Stacey LevineDuquesne University
Alfio QuarteroniÉcole Polytechnique Fédérale de Lausanne (EPFL)
Joseph TeranUniversity of California, Los Angeles

This workshop focuses on the processing, modeling and simulation of image data, and in particular, data that is related to humans and human activities. The main core areas consist of image processing, computer graphics, virtual surgeries, and sport sciences. The modern world is full of image data that is not only gathered from the real world via various imaging mechanisms, but also produced through computer simulations in a wide range of virtual settings. In order for this image based information to be useful, tasks such as cleaning up the images, segmenting special features from images, and comparing either the extracted features or the image data itself are essential. These tasks involve processing data that live in a wide range of dimensions, from two dimensional image data to very high dimensional data (e.g. the space of images), and require in depth mathematical analysis, modeling, and numerical algorithms.

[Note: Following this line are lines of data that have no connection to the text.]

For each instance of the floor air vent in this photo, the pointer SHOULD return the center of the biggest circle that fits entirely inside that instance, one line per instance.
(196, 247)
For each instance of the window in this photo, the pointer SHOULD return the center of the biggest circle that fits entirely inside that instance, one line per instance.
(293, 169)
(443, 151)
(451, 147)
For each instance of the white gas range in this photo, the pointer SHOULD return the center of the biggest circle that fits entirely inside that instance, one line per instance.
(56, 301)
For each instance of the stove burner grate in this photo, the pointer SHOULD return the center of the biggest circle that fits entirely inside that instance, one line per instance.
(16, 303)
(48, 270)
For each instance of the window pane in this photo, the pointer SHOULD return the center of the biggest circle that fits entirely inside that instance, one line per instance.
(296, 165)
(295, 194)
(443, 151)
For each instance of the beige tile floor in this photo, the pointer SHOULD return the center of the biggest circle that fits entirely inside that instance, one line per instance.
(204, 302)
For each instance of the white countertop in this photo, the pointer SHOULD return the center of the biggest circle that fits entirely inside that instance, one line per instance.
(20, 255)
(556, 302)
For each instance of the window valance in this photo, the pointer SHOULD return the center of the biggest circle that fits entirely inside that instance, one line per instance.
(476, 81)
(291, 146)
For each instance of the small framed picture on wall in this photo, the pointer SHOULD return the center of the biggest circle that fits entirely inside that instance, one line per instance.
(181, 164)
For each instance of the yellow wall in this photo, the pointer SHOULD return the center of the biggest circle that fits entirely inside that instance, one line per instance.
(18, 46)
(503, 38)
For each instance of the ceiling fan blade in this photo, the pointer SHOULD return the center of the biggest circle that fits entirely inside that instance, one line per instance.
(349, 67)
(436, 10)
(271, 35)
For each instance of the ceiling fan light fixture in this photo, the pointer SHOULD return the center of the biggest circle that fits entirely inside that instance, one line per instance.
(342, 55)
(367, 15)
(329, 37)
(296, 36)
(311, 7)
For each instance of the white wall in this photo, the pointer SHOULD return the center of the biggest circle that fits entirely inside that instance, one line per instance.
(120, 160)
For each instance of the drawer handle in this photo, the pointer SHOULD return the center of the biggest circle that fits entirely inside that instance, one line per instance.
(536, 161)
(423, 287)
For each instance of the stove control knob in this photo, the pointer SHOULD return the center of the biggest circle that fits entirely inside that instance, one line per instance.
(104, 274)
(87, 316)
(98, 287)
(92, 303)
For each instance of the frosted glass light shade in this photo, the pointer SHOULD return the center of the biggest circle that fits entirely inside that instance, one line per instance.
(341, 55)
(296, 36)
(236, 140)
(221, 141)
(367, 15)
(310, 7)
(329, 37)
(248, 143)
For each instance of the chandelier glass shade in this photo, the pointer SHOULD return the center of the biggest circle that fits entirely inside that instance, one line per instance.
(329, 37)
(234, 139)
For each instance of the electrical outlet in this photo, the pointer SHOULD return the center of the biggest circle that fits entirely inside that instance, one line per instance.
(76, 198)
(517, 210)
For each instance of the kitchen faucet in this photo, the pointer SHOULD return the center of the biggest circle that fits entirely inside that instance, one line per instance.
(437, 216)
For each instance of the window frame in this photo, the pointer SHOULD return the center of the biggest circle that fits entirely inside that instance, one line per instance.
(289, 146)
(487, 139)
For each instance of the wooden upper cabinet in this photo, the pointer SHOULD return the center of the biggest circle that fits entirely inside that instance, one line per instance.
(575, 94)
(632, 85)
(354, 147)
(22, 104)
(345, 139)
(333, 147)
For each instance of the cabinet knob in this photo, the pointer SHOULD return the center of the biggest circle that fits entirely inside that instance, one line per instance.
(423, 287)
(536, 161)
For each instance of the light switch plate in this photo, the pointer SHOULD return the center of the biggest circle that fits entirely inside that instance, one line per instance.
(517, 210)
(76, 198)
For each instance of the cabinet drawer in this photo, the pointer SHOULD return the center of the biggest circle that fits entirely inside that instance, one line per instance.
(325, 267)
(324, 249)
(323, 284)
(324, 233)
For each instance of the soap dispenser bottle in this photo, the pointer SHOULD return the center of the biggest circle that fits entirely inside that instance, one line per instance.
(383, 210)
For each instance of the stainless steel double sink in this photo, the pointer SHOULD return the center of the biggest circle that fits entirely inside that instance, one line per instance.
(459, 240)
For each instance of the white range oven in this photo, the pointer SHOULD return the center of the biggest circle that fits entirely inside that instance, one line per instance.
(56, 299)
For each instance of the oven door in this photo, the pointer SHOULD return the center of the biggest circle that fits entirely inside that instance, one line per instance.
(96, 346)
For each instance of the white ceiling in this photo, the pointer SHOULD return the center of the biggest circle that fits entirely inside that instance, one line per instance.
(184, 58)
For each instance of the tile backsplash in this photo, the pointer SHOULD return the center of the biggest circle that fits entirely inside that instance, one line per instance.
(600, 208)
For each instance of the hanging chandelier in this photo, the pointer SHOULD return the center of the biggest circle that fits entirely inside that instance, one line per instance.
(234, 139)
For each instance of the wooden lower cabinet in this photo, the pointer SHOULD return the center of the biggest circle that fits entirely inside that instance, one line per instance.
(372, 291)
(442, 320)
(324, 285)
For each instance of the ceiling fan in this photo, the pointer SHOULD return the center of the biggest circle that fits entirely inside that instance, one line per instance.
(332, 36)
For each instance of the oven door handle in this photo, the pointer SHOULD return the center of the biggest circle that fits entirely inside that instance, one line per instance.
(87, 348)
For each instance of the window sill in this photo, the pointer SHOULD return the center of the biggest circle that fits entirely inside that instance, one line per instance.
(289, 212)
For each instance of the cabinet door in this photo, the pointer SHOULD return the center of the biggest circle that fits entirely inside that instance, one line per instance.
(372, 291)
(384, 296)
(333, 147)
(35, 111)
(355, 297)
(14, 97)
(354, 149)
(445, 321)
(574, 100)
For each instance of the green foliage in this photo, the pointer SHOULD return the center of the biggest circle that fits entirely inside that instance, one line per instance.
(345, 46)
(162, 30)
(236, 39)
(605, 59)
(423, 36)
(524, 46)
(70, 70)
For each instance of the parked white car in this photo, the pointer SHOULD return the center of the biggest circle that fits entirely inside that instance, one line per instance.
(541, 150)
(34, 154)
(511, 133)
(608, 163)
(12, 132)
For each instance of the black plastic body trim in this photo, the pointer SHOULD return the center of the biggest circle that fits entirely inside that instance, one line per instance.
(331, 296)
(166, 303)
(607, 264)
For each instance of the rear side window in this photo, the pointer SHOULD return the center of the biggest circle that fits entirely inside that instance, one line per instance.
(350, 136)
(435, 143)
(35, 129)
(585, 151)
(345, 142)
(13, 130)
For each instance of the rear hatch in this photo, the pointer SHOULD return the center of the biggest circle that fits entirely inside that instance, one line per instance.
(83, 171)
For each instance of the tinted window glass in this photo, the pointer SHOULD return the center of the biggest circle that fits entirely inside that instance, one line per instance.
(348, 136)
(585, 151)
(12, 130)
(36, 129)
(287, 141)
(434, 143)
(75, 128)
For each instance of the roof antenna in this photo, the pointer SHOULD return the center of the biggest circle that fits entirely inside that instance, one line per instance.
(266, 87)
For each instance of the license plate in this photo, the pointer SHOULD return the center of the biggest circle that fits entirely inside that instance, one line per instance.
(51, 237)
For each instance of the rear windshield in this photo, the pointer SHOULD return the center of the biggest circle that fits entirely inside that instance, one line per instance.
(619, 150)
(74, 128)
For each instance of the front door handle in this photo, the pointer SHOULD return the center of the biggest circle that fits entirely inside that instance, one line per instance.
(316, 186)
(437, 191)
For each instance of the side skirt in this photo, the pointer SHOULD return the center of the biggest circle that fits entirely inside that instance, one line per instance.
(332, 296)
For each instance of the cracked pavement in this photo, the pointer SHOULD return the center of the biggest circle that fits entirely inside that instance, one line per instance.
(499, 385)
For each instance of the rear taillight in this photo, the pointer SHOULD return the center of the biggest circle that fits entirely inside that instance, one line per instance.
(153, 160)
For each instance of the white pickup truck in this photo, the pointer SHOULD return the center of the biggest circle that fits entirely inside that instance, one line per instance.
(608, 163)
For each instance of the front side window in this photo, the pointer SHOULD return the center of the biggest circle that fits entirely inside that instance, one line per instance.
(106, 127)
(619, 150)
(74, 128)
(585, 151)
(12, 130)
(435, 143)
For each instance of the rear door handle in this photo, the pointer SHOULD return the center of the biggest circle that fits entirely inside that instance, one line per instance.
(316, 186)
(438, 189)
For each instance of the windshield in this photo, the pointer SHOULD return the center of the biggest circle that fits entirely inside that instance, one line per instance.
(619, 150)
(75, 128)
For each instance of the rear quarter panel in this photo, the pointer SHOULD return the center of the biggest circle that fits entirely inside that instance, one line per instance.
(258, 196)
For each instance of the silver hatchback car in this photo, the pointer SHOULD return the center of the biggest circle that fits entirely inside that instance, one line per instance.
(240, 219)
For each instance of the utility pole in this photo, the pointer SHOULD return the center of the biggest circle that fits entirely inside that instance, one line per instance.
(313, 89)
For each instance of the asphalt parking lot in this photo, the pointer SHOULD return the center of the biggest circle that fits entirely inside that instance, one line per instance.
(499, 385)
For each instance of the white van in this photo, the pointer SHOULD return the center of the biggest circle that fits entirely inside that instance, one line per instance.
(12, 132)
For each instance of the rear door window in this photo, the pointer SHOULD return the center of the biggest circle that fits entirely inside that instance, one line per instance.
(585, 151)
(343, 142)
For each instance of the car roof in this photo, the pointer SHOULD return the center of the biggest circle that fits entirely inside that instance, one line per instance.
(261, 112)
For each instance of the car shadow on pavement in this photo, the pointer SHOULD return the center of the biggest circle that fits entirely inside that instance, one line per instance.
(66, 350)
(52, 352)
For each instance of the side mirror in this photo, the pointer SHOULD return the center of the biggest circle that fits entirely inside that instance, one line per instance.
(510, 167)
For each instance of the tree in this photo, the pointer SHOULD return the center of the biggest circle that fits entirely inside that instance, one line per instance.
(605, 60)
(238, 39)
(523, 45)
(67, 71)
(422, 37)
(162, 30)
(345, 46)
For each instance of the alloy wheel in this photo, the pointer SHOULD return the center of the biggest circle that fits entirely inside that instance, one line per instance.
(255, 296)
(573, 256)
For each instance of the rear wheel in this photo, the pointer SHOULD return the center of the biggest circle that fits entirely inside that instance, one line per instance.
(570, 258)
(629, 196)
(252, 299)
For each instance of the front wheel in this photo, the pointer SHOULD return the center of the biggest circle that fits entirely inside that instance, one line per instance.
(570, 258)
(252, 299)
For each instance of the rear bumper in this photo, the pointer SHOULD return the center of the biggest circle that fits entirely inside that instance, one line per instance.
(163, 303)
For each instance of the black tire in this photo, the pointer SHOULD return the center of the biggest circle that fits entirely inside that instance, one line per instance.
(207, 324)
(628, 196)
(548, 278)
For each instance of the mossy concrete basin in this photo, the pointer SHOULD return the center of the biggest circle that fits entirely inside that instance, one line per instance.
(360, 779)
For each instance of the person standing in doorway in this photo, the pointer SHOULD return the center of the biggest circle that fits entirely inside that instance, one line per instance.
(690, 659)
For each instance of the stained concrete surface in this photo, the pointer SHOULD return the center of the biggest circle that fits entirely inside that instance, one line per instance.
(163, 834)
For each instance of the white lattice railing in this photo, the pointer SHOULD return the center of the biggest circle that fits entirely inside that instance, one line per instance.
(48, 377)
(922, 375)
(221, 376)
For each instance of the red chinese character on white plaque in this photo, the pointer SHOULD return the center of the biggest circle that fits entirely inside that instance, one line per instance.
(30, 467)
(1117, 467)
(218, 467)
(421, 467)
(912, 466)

This workshop has a particular focus on virtual surgery and sport science, tasks which require modeling the human body, where image processing and computer graphics may play an essential role. Successful virtual surgery programs not only require good computer graphics that faithfully reflect reality, but also numerical simulation of partial differential equations for elastic materials that performs fast enough to admit real-time user interaction. Scientific computing in real-time is only just now becoming a viable option and is a discipline that spans applied mathematics, computer science and applied engineering. Sport sciences involve biomechanical modeling as well as intensive mathematical modeling, computations, and computer science. Several results in biomechanical modeling have been obtained in sports disciplines such as swimming, biking, rowing, and athletics, where the research efforts include optimization of the human body kinematics, statistical analysis and signal processing. The considerable advances obtained in recent years in the mathematical modeling of human physiology are to analyze the human body behavior under extreme sport efforts. Optimal design has also been used to improve sports performance through construction of "shapes" (yacht hull, sails and appendages for the America's cup competition, swimsuits for swimmers, hulls for rowing, helms for bikers, airfoils for racing cars like those in Formula One, etc.) . These three areas are interdisciplinary in nature and inter-related. New advancement in each area would directly benefit the others. This workshop will bring leading experts in the related fields together to exchange the latest developments and to point out current challenges and new directions. Tutorials will provide a common ground for participants who are interested in these areas.